Susan Riley | September 2013
The Act of an Artist’s Statement
A few weeks ago, I was fortunate enough to visit the Tacoma/Seattle, WA area to work with local arts teachers. Being from the east coast, this area held so many wonderful surprises. One of these is the Museum of Glass, located in Tacoma. Not only did we have a great time watching master craftsman create new glass pieces (it was so hot in that room!), but they have an entire area dedicated to showcasing beautiful pieces of art created entirely with different glass fusing processes. Beside each one was an artists statement describing the background of the piece. In addition to, the method used and combinations of medium.
As I was exploring the museum, I couldn’t help but take out my camera and begin taking some photographs of the unique presentations, pieces on display and techniques used to create these beautiful structures. For something that has such a fragile connotation, the glass on display seemed to boldly declare its resiliency and strength. As I went deeper through the collection, I saw so many ways we could bring these lessons into the arts integration classroom.
Interactive Artists Statement
Take a look at how each artists statement was presented in this venue:
Beside each piece of work was a map of the country of origin (many were from Australia and the Pacific Northwest). In addition to, a brief written summary, a quote from the artist, and a QR code you could snap with your smartphone. Once clicked, a website would appear on your phone for the artist who either described in written or video format the piece you were looking at right in front of you. It was an incredibly interactive experience and made you as the viewer feel more like a participant in the art and less removed from the process.
Takeaways for the Classroom: make student projects or creative products more interactive. Develop a virtual environment to showcase connections. Students provide video or audio commentary and bring the intention of the creative process to life.
In this collection, the artist created two pieces of a singular image and suspended them in space. The whimsy of this presentation of everyday objects created a different perspective for the audience.
Takeaways for the Classroom: look at using ordinary objects or viewpoints and transforming them into something extraordinary. This is done through either a new medium or a different spin on the way you present it. This could be a wonderful way to explore inquiry based learning through the arts.
In this piece, the artist used many different forms of glass production and fused them into one collage to create a landscaped scene. The careful planning and time used to create this type of work showcases critical thinking and intention through which this piece developed.
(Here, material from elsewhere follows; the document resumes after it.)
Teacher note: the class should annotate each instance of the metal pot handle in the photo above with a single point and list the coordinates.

Takeaways for the Classroom: while you may not have the ability to fuse glass in your classroom (though that could also become a possibility. Provided you have the right tools and a teaching artist in your midst), you could replicate this process by providing other materials the process might transform. As an example, you can cut, paint, crumple, or weave paper. Other materials such as clay and fabric are also good possibilities.
In the Benjamin Moore area of the gallery, the works were displayed in the center and the artists statement were stenciled on the walls. Each artists statement was explicit in its connection and dependence upon other areas. In this image, you can see the explanation of the geometric principles at play.
Takeaways for the Classroom: When developing, teaching and implementing an integrated lesson, always make the connections clear. Never shy away from stating all of the ways that students can use every tool at their disposal. This showcases that the “real world” is not siloed, but beautifully dependent upon many different disciplines all acting simultaneously.
What has inspired you and your teaching throughout your travels? We’d love to hear the wonderful ways you’re bringing your journey into your classroom!